CBS reported that at least four college athletes died by suicide in the first five months of 2022. Morgan's Message exists to help those who struggle with their mental and emotional state before it is too late. The organization is open to all students, but it focuses on mental health in sports.

Whittle is trained as an ambassador through the Morgan's Message Education Program to help facilitate conversations surrounding mental health. The organization provides ambassadors with a curriculum that helps open the door to positive movement through presentations and discussion topics.

"The cool thing about that is it uses creativity along with storytelling to tell people's story. In our first meeting, we did a prompt where it was a poem telling one difficult time you went through, (it didn't) have to be extreme, but just as a way to make it easier to be vulnerable," Whittle said.

Morgan's Message helps athletes feel comfortable voicing their struggles in a safe space. Not all athletes are afforded the same mental health resources, so it is important that they understand how to communicate what they are going through. Some programs have five or more psychology professionals on staff, such as Ohio State, while others have one or none.

Whittle and the Morgan's Message team work closely with Ohio's sports psychologist, Dr. Michelle Pride. Together, they have planned events and built up resources for student athletes.

Recently, Morgan's Message celebrated mental health week with a schedule of events, including a watch party featuring a film on body image, poster making and a yoga and meditation night in partnership with the Student-Athlete Advisory Committee.

"We had yoga night in The Convo, which was a huge success," Whittle said. "We reached out to people in Ping trying to find somebody certified enough to teach it, but we ended up having Dr. Michelle Pride help us do both meditation and yoga."

On Nov. 28, Ohio hosted Aberle R. Bridges, co-founder, treasurer and director of merchandise of Morgan's Message and Rodgers' twin sister, to speak with student athletes about coping strategies, the warning signs of mental health struggle and more.

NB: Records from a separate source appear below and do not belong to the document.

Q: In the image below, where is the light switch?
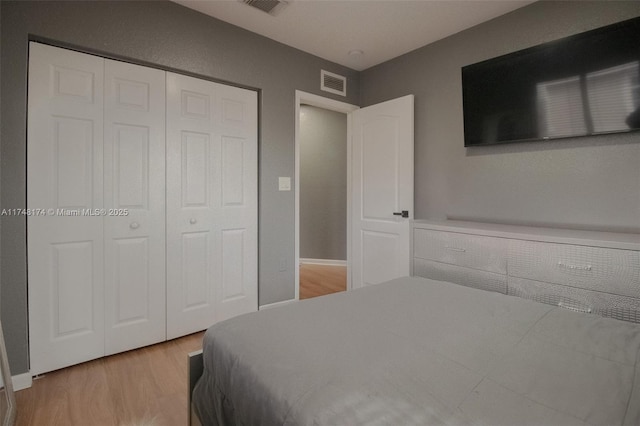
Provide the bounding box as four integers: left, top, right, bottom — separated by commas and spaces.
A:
278, 176, 291, 191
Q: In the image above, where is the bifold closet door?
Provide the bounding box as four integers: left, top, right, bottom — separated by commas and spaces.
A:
27, 43, 104, 375
167, 73, 258, 338
27, 43, 166, 374
104, 59, 166, 355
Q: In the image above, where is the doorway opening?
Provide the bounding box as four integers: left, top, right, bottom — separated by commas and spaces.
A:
295, 91, 358, 300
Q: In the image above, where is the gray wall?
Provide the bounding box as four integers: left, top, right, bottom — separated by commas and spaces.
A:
360, 1, 640, 232
0, 0, 360, 374
298, 105, 347, 260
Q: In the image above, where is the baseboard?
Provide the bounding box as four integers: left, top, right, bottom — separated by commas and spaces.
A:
11, 372, 33, 391
300, 259, 347, 266
258, 299, 297, 311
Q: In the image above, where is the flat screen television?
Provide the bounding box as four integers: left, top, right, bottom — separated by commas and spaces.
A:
462, 18, 640, 147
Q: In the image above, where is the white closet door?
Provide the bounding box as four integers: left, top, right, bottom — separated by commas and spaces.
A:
104, 60, 166, 355
167, 73, 257, 338
27, 43, 104, 375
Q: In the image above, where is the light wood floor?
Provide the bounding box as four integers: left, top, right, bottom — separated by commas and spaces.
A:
300, 264, 347, 299
16, 265, 347, 426
16, 332, 204, 426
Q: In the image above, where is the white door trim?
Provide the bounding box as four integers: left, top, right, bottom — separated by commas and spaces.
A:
294, 90, 360, 300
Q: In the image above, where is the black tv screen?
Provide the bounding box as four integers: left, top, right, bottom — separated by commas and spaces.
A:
462, 18, 640, 146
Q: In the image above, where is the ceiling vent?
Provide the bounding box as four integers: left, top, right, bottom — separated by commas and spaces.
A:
320, 70, 347, 96
240, 0, 287, 16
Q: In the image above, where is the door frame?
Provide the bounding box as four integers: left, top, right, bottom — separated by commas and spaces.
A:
294, 90, 360, 300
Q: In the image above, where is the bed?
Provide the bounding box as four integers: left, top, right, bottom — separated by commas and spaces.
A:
192, 277, 640, 426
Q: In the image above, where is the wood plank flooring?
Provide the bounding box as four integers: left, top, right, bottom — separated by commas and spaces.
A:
16, 265, 347, 426
300, 264, 347, 299
16, 332, 204, 426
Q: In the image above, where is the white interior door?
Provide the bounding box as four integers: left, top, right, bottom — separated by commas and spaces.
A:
351, 95, 413, 288
27, 43, 104, 375
104, 60, 166, 355
167, 73, 257, 338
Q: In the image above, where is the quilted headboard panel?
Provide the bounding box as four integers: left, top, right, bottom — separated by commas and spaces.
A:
413, 221, 640, 323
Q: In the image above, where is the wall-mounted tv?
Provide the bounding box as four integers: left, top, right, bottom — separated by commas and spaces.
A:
462, 18, 640, 147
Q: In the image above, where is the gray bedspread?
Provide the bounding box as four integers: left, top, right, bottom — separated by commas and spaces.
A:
193, 278, 640, 426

At the football dedication game, Morgan's Message offered a space where Ohio fans could write notes to student athletes. The space grew the connection between student athletes and the Athens community, one that Whittle said she felt has grown since the start of Morgan's Message. The words of affirmation provided by fans included "you make us proud" and "tomorrow needs you."

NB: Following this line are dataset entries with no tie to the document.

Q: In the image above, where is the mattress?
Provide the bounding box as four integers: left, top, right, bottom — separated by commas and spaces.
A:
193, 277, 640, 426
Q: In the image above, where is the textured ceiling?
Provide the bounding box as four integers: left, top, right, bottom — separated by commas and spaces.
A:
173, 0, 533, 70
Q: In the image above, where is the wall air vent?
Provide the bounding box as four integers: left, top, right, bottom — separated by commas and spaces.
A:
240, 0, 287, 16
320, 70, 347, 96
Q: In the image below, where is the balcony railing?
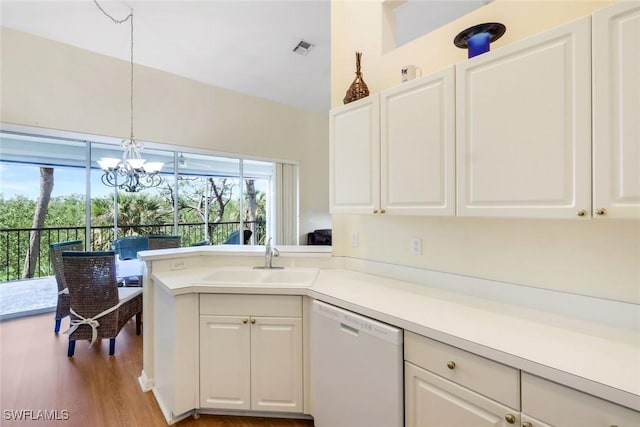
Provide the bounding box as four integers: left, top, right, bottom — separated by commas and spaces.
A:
0, 221, 266, 281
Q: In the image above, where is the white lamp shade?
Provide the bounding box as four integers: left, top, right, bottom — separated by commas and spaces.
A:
144, 162, 164, 173
127, 159, 145, 169
98, 157, 120, 170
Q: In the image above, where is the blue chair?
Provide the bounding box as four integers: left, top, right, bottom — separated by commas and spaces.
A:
148, 236, 180, 250
113, 236, 149, 286
113, 236, 149, 260
224, 230, 253, 245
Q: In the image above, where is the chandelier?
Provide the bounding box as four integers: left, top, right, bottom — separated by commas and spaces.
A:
93, 0, 163, 193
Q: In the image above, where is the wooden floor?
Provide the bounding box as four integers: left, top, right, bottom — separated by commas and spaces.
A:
0, 313, 313, 427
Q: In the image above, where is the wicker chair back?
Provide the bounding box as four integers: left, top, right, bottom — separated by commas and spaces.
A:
62, 251, 142, 357
49, 240, 84, 334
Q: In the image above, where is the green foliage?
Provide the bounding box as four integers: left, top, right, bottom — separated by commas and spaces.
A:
0, 178, 266, 280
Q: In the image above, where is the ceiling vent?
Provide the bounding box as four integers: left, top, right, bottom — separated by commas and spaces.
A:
293, 40, 313, 56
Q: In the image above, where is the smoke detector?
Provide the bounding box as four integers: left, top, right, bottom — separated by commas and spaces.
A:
293, 40, 313, 56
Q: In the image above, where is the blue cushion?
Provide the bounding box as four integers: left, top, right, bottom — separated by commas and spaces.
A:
113, 236, 149, 259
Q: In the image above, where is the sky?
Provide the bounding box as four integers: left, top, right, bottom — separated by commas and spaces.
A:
0, 163, 120, 200
0, 163, 267, 200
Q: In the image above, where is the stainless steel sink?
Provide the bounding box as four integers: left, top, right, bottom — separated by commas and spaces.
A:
202, 267, 318, 286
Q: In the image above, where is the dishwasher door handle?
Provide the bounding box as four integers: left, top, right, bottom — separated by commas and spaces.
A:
340, 323, 360, 337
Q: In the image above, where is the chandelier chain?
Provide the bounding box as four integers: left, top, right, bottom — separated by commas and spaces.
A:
93, 0, 135, 144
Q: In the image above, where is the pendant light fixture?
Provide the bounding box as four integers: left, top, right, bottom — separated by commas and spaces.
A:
94, 0, 163, 193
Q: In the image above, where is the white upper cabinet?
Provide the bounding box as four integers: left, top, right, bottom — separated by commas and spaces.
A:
593, 2, 640, 219
330, 67, 455, 215
380, 67, 455, 216
329, 94, 380, 214
456, 17, 591, 218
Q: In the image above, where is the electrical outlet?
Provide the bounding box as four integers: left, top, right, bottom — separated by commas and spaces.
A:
411, 237, 422, 255
351, 231, 358, 248
171, 260, 187, 270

Morgan's Message has uncorked conversations that were once taboo for student athletes, and it will continue to do so. It has become a vital resource for athletes at Ohio and beyond.

"I've taken away that everybody is going through similar things and it's OK to not be OK. We all have something that we're going through and just being able to have that community and have that network where we can just talk about it," Whittle said. "As an athlete, sometimes you feel like you're the only one going through this certain mental health event, but just knowing that there's other athletes even outside the Athens community or Ohio University (helps)."